Machu Picchu Intentionally Built On Faults: Study (Photo: Instagram)
The Incan sanctuary of Machu Picchu -- considered one of humanity's greatest architectural achievements -- was intentionally built in a location where tectonic faults meet, according to a study. Built in a remote Andean setting atop a narrow ridge high above a precipitous river canyon in Peru, The UNESCO World Heritage Site is renowned for its perfect integration with the spectacular landscape.
However, the 15th-century sanctuary's location has long puzzled scientists who wonder why the Incas built their masterpiece in such an inaccessible place.
New study presented at the Geological Society of America (GSA) Annual Meeting in Arizona, US suggests the answer may be related to the geological faults that lie beneath the site.
According to Rualdo Menegat, a geologist at Brazil's Federal University of Rio Grande do Sul, the Incas intentionally built Machu Picchu -- as well as some of their cities -- in locations where tectonic faults meet.
"Machu Pichu's location is not a coincidence. It would be impossible to build such a site in the high mountains if the substrate was not fractured," said Menegat.
Using a combination of satellite imagery and field measurements, Menegat mapped a dense web of intersecting fractures and faults beneath the site.
His analysis indicates these features vary widely in scale, from tiny fractures visible in individual stones to major, 175-kilometre-long lineaments that control the orientation of some of the region's river valleys.
Menegat found that these faults and fractures occur in several sets, some of which correspond to the major fault zones responsible for uplifting the Central Andes Mountains during the past eight million years.
Because some of these faults are oriented northeast-southwest and others trend northwest-southeast, they collectively create an "X" shape where they intersect beneath Machu Picchu.
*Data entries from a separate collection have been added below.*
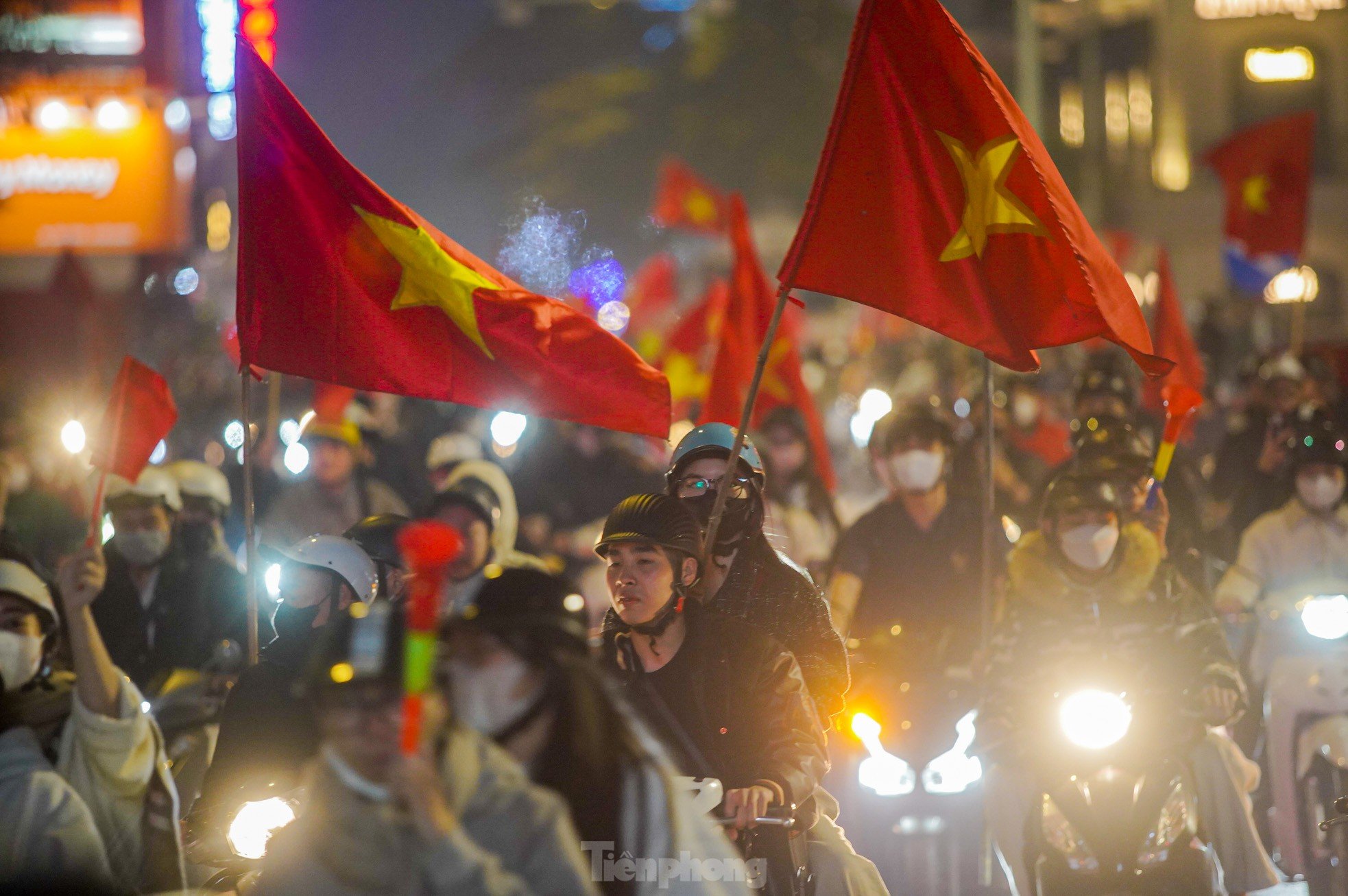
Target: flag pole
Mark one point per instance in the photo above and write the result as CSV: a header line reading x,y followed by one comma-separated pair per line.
x,y
746,417
250,534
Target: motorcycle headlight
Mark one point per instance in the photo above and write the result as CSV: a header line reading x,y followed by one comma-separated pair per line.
x,y
1095,720
1327,616
1175,822
954,771
1064,837
254,825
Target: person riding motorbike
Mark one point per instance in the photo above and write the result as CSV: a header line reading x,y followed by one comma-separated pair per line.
x,y
1088,579
516,668
378,537
456,817
727,699
85,794
746,577
914,561
162,607
266,731
1307,538
205,505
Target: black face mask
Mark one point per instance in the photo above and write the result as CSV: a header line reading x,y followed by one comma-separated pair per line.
x,y
197,538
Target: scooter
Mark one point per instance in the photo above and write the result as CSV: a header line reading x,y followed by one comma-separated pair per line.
x,y
1116,810
1301,657
909,787
775,853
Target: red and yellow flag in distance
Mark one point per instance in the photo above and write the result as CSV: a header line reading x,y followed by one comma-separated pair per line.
x,y
936,201
341,283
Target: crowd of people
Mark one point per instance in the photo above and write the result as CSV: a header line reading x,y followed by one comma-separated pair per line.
x,y
596,667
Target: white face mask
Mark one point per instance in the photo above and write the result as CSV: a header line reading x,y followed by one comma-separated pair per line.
x,y
21,658
917,470
1025,410
484,697
1320,492
1090,546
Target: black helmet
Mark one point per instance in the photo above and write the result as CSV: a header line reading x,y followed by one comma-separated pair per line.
x,y
658,519
363,646
378,537
538,605
900,425
1115,450
1316,438
1076,491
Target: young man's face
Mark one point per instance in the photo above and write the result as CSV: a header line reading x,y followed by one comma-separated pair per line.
x,y
477,540
363,727
640,581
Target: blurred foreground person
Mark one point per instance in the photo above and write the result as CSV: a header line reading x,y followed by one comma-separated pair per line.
x,y
459,818
914,561
801,519
85,794
163,607
746,579
337,494
266,729
728,700
518,670
1090,588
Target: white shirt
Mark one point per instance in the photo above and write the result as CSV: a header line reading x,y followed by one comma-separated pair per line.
x,y
1286,547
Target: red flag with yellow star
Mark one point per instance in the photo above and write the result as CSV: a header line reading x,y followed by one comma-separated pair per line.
x,y
686,201
1265,173
340,283
747,315
936,201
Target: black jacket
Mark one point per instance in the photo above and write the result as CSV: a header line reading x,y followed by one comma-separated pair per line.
x,y
197,603
749,688
777,597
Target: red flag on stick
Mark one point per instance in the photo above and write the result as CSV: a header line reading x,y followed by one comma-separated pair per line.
x,y
686,201
747,317
1170,333
341,283
936,201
Menegat's mapping suggests that the sanctuary's urban sectors and the surrounding agricultural fields, as well as individual buildings and stairs, are all oriented along the trends of these major faults.
"The layout clearly reflects the fracture matrix underlying the site," said Menegat.
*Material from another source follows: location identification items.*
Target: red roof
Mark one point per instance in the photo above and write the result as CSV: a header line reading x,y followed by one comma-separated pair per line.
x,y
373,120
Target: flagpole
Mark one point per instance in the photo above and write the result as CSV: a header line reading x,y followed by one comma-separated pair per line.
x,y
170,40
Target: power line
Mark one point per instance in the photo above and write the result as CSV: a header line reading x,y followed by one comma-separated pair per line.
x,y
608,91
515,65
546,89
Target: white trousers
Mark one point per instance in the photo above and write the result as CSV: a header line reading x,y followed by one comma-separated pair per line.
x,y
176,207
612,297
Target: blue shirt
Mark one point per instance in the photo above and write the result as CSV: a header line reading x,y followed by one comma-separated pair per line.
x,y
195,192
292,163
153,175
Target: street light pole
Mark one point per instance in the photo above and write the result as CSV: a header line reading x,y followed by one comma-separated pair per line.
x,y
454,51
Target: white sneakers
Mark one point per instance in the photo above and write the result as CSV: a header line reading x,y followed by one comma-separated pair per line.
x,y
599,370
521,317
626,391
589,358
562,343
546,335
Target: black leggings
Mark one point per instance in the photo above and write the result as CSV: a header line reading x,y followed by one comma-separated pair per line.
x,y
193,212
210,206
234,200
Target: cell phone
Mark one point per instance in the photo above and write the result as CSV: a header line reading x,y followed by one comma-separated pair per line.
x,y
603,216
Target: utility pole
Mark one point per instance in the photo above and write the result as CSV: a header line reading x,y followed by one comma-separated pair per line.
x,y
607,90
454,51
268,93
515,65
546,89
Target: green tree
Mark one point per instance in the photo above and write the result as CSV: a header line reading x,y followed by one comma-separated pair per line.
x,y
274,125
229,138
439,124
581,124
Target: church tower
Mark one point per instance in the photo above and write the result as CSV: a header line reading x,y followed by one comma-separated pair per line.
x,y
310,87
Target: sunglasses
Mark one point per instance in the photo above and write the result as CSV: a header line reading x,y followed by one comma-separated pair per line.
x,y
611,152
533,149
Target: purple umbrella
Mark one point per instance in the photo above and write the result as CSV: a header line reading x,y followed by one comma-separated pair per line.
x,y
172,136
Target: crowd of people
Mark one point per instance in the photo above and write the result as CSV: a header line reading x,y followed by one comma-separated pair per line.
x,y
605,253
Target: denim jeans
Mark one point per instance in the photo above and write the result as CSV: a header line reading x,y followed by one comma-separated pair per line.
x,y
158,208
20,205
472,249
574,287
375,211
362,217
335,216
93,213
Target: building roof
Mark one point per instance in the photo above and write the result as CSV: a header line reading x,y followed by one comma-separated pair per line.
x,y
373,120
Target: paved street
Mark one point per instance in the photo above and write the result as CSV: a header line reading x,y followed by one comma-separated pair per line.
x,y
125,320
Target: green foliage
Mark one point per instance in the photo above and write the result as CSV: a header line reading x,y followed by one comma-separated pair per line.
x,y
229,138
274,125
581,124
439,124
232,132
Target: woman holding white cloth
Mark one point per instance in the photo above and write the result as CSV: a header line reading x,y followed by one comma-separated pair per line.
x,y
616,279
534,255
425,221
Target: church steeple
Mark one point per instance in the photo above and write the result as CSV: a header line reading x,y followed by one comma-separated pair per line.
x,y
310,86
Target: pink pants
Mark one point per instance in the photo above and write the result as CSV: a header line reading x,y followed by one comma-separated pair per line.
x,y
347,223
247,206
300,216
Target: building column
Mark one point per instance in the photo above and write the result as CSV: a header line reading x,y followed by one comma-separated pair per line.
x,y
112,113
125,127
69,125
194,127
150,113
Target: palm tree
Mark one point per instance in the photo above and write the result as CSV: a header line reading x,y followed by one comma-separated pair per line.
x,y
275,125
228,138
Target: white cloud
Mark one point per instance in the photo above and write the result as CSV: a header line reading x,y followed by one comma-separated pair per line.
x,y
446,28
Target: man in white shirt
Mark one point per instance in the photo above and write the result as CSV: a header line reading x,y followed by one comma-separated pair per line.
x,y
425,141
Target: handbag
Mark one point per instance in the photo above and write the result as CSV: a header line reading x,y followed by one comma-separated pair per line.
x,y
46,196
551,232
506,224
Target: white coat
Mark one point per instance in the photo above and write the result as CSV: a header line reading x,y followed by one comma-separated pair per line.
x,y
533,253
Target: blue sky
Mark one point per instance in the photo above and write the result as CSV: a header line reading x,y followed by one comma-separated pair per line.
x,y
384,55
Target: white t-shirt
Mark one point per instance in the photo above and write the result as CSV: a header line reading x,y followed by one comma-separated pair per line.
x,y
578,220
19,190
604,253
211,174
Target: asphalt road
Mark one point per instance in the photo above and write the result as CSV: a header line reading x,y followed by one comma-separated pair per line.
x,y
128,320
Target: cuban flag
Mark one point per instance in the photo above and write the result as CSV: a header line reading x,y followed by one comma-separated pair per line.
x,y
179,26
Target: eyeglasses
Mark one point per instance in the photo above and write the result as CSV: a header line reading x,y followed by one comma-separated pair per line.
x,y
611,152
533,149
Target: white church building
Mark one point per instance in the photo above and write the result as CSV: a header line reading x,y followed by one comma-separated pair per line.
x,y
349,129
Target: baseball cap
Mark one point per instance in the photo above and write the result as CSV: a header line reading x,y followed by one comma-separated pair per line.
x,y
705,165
Other Incan cities, including Ollantaytambo, Pisac, and Cusco, are also located at the intersection of faults, said Menegat.
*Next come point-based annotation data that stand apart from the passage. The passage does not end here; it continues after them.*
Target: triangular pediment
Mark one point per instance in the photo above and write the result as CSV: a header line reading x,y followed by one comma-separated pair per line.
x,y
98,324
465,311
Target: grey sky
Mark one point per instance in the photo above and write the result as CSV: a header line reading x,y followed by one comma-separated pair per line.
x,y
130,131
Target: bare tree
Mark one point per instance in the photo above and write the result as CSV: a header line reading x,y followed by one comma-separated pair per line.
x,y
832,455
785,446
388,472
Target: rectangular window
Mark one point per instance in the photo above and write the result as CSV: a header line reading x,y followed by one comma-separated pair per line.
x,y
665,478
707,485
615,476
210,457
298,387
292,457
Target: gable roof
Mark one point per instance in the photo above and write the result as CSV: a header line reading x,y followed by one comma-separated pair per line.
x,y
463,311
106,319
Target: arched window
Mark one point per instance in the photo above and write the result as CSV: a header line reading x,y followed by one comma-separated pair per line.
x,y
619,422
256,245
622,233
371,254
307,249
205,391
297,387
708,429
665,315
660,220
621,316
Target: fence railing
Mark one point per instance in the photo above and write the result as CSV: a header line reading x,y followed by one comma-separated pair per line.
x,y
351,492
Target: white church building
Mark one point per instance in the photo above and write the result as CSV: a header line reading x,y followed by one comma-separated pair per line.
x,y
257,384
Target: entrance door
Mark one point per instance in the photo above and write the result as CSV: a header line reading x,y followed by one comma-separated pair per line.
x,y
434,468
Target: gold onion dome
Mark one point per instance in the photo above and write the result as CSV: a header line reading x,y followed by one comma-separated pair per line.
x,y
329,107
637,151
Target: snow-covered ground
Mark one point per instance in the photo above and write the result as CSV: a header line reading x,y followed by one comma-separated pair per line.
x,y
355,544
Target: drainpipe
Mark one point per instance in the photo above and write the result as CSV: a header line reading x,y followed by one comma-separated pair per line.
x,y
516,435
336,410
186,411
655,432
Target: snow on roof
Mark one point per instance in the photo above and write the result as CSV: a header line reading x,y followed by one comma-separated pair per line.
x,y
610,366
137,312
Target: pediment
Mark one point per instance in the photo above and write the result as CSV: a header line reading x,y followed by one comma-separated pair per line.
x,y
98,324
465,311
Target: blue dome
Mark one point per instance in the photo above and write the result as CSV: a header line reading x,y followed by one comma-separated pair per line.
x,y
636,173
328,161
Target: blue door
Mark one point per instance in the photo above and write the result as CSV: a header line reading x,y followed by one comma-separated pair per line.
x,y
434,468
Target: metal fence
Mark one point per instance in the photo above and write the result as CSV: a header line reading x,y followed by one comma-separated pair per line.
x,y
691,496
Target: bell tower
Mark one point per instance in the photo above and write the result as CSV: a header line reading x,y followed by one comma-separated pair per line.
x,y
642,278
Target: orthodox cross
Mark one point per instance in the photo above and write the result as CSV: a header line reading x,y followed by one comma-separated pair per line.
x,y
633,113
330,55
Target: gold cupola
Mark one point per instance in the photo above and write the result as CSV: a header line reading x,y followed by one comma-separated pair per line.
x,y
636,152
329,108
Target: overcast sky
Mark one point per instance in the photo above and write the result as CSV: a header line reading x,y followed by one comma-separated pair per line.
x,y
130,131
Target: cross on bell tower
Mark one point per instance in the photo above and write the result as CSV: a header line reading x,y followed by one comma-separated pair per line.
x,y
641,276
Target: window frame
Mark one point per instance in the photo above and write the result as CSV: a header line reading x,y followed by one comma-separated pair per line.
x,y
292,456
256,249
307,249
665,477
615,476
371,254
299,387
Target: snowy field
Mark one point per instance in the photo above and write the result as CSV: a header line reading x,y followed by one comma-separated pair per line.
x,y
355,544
"Each is precisely the expression of the main directions of the site's geological faults," he said.
Menegat's results indicate the underlying fault-and-fracture network is as integral to Machu Picchu's construction as its legendary stonework.
This mortar-free masonry features stones so perfectly fitted together that it's impossible to slide a credit card between them.
As master stone-workers, the Incas took advantage of the abundant building materials in the fault zone, said Menegat.
"The intense fracturing there predisposed the rocks to breaking along these same planes of weakness, which greatly reduced the energy needed to carve them," he said.
In addition to helping shape individual stones, the fault network at Machu Picchu likely offered the Incas other advantages, according to Menegat.
Chief among these was a ready source of water.
"The area's tectonic faults channeled meltwater and rainwater straight to the site," he said.
Construction of the sanctuary in such a high perch also had the benefit of isolating the site from avalanches and landslides, all-too-common hazards in this alpine environment, Menegat said. The faults and fractures underlying Machu Picchu also helped drain the site during the intense rainstorms prevalent in the region.
"About two-thirds of the effort to build the sanctuary involved constructing subsurface drainages," said Menegat.
"The preexisting fractures aided this process and help account for its remarkable preservation. Machu Picchu clearly shows us that the Incan civilization was an empire of fractured rocks," he said.